A rich education ecosystem includes both remote and in-person variants. Educators must work with students to get the balance right. For a while, due to the pandemic, we all had to make do with the remote version, and now we are seeing some negative consequences in the form of chronically demotivated students.
Though the pandemic popularized comparisons of remote to in-person education, students have had the option of distance learning for decades. There is extensive scientific literature that examines the pros and cons of each teaching format.
Most of the studies are based on people who voluntarily choose between remote or in-person learning based on their life circumstances. Given the stigma that remote education has among many employers, the people who choose remote learning tend to be people who have a mature attitude to their education. Through perseverance, they will strive to overcome the stigma and the personal impediment they face, such as a physical disability or the need to be at home with a young child.
These systematic differences between those who choose remote versus in-person undermine the value of such studies for understanding the impact of a mass shift to remote learning since most people don’t work as diligently as those who end up choosing remote learning.
To get around this weakness, a minority of studies employ what is known as randomized control – whereby people are randomly assigned to either remote or in-person learning. It ensures that the two groups are similar in student characteristics, making it easier to generalize to the rest of the population based on their experience.
However, the problem with these studies is that the random assignment is transient, lasting a course or two. It limits their value in understanding what happens when there is a mass, sustained shift to remote learning. For example, it is entirely plausible that the most significant downsides of remote education begin to materialize only after six months of the format when students become disenchanted and demotivated.

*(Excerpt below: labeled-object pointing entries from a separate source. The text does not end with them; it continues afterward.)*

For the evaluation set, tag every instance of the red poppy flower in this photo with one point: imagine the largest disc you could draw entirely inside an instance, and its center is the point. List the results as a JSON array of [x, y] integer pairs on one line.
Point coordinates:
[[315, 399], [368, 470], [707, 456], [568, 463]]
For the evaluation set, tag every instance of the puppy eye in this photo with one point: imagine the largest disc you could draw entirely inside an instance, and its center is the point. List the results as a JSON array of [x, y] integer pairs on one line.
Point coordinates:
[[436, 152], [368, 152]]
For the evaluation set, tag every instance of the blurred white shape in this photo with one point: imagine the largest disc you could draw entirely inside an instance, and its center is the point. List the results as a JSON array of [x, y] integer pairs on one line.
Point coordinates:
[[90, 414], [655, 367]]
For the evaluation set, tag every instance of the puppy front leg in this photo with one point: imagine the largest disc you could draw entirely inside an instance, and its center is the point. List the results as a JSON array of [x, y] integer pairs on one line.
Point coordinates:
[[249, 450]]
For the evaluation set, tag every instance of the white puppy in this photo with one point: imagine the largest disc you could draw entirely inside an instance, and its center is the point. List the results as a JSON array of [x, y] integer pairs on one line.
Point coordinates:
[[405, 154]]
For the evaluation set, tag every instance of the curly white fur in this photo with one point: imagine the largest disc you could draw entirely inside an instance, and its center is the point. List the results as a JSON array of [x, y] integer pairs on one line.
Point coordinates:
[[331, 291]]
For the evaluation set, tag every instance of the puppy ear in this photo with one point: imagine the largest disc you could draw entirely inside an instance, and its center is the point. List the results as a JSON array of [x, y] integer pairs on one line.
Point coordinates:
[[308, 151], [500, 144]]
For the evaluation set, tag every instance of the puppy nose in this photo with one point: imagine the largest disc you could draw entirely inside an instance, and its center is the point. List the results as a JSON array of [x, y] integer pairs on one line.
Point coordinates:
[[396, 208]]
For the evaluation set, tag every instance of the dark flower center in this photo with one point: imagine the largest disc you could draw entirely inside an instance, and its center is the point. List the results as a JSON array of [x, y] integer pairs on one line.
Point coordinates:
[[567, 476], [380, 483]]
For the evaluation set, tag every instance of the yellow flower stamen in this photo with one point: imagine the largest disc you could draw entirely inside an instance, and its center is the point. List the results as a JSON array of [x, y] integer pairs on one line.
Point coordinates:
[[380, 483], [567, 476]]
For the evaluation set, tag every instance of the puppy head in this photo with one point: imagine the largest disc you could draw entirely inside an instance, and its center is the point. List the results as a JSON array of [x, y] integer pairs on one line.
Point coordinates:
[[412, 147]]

For this reason, the pandemic has provided education scholars with a wealth of new evidence on the impact of remote education. It has involved everyone switching to remote learning en masse and covering all courses for a sustained period. Unlike previous studies, students were not allowed to treat remote education as a small-scale experiment for one of their courses; instead, it forcibly became a way of life.
As the data has accumulated and scholars have analyzed it, the initial results suggest that remote learning is not as good as initially advertised. A series of op-eds in major newspapers, coupled with heated exchanges on social media, has presented these findings in lay terms, with professors and students expressing deep frustration.
In particular, university professors have complained about abnormally low motivation levels among their students, leading to declining commitment and performance. Moreover, this has continued even upon the resumption of in-person classes – an outcome worse than the most pessimistic predictions that critics of remote education would have made before the pandemic.
In some sense, these results should not be too surprising to professors, given their professional proclivities. They fight tooth and nail to get jobs in the top universities precisely because they want to be down the hall from the best scholars so that they can exchange ideas over coffee and after seminars. They want to be able to interact with the best students, too, for the same reason. If you offered them the choice of chatting with their peers and disciples exclusively via video calls, most would indeed decline, preferring the more lasting connections that arise when meeting face-to-face.
It will take time to fully analyze the wealth of data generated by almost two years of the sector-level switch to remote learning. We will continue gathering new data as institutions increasingly offer options such as hybrid and asynchronous teaching.
Educators and students must collaborate on the process of analyzing the data. It may turn out that one side needs to do more work than the other to fix the problems that have arisen. In that case, a shared approach to analyzing the data is central to legitimizing the diagnosis and resulting recommendations.
For example, I am convinced that academic standards have been slipping due to students being coddled too much, breeding a destructive sense of entitlement. If my hunch is correct, then professors need to collectively raise academic standards with the support of deans and parents, and students need to accept the need to raise their game. If I am wrong, a completely different course of action might be necessary, involving professors evolving their pedagogical techniques.
Either way, at least one side needs to make a significant change, and collaboratively analyzing the data is critical to the legitimacy of the process. After all, as Leo Tolstoy once quipped: “Everyone thinks of changing the world, but no one thinks of changing himself.”